General Overview: Debating on the best way to produce the desired results of data conversion.
Input: a series of records, containing a unique id, a category identifier, a start time, and an end time (Times are input as a sortable datetime string.)
Output: A tracking of categories that records the concurrent total of records over time.
So, for example.
uniqid | cat | start | end |
---|---|---|---|
1 | 1 | 2024-12-06 04:04:04 | 2024-12-06 06:04:04 |
2 | 1 | 2024-12-06 05:04:04 | 2024-12-06 06:04:54 |
3 | 1 | 2024-12-06 06:02:04 | 2024-12-06 07:02:04 |
4 | 1 | 2024-12-06 07:04:04 | 2024-12-06 08:04:04 |
Theoretical Output:
cat | time | conc |
---|---|---|
1 | 2024-12-06 04:04:04 | 1 |
1 | 2024-12-06 05:04:04 | 2 |
1 | 2024-12-06 06:02:04 | 3 |
1 | 2024-12-06 06:04:04 | 2 |
1 | 2024-12-06 06:04:54 | 1 |
1 | 2024-12-06 07:02:04 | 0 |
1 | 2024-12-06 07:04:04 | 1 |
1 | 2024-12-06 08:04:04 | 0 |
(cat,time)
would be a unique tuple.
Known Gotchas:
Start Time and End Time are not guaranteed to be unique within a cat. These are independent operations.
Current Working Theory:
walk through the data, creating the time based single column structure, with “conc” being a modifier number (so 1 for a start, -1 for a stop).

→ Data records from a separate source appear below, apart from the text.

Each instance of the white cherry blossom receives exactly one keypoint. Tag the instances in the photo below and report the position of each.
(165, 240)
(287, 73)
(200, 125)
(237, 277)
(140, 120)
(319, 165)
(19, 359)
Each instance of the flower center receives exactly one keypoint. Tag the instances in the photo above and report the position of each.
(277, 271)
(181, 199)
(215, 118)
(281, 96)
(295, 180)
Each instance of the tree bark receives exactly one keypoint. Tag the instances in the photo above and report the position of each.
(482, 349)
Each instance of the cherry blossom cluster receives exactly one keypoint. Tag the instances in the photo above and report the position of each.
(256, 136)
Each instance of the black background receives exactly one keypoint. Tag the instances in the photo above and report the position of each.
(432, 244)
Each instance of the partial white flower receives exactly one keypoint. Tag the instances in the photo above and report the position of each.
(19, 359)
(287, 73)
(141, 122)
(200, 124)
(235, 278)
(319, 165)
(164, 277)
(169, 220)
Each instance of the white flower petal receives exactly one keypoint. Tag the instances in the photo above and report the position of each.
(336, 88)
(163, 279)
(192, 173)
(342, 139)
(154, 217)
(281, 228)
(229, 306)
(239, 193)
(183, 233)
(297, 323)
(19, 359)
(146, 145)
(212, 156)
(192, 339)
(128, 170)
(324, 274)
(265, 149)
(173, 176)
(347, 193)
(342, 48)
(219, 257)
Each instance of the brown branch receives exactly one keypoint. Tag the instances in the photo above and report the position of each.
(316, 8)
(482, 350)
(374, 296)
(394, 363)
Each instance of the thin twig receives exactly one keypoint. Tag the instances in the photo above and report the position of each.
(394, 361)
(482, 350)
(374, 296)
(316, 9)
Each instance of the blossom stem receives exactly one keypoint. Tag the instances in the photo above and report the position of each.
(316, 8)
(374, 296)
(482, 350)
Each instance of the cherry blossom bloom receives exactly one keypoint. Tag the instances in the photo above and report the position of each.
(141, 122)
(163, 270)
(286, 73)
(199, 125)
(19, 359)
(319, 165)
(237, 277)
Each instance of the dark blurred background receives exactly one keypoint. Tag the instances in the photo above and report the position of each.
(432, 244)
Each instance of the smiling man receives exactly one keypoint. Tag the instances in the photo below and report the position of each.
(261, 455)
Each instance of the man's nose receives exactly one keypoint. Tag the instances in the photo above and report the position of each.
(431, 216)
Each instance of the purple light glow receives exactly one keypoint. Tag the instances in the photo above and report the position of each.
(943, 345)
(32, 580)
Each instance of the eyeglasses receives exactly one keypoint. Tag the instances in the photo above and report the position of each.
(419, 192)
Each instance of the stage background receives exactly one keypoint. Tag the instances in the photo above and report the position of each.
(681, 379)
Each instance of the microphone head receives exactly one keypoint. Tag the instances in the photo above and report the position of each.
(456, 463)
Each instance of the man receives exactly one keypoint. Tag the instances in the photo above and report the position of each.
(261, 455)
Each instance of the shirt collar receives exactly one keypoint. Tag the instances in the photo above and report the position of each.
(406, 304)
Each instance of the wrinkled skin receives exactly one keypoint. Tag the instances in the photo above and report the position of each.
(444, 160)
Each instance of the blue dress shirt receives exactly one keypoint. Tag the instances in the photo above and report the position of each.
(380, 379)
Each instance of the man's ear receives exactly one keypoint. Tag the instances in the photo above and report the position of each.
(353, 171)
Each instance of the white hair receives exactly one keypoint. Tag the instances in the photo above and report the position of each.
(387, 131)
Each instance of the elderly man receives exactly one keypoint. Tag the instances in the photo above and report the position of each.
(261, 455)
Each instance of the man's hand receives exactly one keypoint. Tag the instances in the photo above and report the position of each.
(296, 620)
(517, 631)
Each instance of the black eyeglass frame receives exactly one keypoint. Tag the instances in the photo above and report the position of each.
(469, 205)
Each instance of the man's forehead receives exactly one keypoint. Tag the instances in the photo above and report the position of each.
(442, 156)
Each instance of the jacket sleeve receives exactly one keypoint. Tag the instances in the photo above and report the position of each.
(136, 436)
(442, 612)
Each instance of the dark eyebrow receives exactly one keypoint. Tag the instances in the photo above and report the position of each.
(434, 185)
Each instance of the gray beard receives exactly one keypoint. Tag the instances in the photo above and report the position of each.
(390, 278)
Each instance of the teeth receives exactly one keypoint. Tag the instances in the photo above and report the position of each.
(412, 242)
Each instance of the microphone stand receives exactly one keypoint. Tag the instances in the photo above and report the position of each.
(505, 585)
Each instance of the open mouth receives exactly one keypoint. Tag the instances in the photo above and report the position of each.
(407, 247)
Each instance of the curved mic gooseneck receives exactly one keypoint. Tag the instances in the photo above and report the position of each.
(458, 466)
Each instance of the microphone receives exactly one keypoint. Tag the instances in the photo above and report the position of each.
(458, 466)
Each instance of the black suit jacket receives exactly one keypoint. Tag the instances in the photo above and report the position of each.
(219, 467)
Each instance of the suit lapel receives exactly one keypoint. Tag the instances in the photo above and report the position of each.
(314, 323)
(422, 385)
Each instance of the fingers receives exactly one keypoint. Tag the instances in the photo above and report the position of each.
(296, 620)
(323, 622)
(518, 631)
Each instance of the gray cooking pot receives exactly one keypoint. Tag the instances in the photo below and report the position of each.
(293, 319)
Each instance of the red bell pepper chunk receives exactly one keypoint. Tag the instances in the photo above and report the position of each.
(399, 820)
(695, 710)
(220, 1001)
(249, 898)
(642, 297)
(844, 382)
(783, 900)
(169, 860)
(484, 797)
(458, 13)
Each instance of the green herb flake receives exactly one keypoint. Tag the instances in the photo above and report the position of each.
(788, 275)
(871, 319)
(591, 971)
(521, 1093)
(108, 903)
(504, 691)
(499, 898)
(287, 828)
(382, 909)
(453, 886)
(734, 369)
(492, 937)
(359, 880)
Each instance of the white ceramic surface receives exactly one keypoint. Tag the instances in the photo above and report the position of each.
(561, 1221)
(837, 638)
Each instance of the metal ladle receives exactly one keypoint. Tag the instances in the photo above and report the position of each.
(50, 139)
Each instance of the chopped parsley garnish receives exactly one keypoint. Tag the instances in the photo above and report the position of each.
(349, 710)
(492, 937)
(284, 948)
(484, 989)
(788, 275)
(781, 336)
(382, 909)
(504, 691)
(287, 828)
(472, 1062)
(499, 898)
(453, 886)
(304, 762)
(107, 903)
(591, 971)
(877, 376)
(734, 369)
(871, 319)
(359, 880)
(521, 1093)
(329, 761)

walk through the single column structure; hold the current value for each cat; for each entry in the column, add the modifier to the current; store the result in the row and in the current value.
This feels off, because I have to walk the data twice. But I can’t… think of a good way to do it alternately, because you can’t do the math on the endtime before knowing how many other things start or end during that time span.